A significant contributor to SPU over a span of 15 years, Meisnest was in her nineties when she died in the spring of 1997. The depth of her commitment to higher education came to light this winter when the terms of her estate left $2.5 million each to Seattle Pacific and three other schools in Washington: Pacific Lutheran University, University of Puget Sound and Whitman College.

"Mrs. Meisnest was a wonderful Christian woman who loved life and enjoyed being a friend to SPU," says Tom Box, director of athletics, who became friends with Meisnest when he served as director of development for nine years.

In a second large gift, a family with a long history of loyalty to Seattle Pacific gave $3 million to a fund that will support the University on an annual basis.

"We are deeply grateful to these wonderful donors," says Eaton.

The Seattle Pacific Foundation now manages endowments and trusts totaling $60 million.

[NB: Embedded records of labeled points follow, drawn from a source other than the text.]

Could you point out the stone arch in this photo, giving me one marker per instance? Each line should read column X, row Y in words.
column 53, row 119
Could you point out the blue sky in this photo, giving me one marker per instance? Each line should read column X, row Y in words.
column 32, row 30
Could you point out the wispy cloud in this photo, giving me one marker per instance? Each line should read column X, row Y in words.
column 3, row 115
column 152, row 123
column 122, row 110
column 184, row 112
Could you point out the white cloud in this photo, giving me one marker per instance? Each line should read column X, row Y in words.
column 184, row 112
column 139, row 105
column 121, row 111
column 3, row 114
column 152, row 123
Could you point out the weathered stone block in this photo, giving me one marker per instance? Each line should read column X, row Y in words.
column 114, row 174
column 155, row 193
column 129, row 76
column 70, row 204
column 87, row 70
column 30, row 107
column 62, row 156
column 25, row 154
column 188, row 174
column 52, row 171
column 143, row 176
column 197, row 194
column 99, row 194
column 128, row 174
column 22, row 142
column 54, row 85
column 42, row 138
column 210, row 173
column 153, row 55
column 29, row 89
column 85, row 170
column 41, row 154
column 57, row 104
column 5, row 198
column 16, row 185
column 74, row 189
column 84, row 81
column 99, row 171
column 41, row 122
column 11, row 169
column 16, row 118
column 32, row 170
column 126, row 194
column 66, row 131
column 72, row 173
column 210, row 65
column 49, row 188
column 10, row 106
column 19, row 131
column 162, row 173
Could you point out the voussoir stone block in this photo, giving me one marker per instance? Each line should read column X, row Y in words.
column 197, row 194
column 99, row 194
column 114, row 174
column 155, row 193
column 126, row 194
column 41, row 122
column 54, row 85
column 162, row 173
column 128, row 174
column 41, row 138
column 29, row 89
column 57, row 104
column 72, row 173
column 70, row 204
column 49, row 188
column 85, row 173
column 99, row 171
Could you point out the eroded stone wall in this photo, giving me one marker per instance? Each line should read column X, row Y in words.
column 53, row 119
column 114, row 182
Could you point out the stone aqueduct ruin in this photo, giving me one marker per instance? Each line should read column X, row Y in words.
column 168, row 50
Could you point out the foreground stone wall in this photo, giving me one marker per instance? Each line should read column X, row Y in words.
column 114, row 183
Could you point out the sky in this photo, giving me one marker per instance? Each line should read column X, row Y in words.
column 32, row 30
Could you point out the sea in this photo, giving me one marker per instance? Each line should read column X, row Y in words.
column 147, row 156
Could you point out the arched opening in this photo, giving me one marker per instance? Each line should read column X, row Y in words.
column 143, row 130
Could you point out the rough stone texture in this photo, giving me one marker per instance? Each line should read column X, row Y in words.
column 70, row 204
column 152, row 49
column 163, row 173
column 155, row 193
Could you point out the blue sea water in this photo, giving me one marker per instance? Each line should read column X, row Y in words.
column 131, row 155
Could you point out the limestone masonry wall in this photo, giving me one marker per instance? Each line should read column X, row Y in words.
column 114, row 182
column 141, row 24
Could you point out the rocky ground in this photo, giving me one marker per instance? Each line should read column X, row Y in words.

For information about estate planning or giving to the endowment, call 206/281-2702.


1998-99 Sprint Teams Travel the World

By the end of August, nearly 150 students will have taken part in SPRINT (Seattle Pacific Reachout International) mission trips during 1998-99. So far, international destinations have included Guatemala, Nicaragua, Honduras, Mexico and Costa Rica. Domestically, SPRINTers have traveled to California, Mississippi, Idaho, the District of Columbia, and New Jersey.

One highlight of the Christmas Break SPRINT trips was a visit to the Guatemalan village of El Paraíso (featured in the Spring 1998 Response), where a team of students delivered a desperately needed corn-grinding machine. Many Seattle Pacific students and staff members contributed to the purchase of the grinder.

A SPRINT team that went to Nicaragua also thanks the SPU community for donating utensils, clothing and cash in the wake of Hurricane Mitch. Manana Hunter, Seattle Pacific staff member and native of Nicaragua, led the team and says they were able to help 83 families with the donations.

Of the 13 countries SPRINT teams will visit this summer, several are brand new venues: The Republic of Kyrgyz, Lithuania, South Korea and South Africa. In addition, a team of SPU doctoral psychology students plans a trip to Bosnia.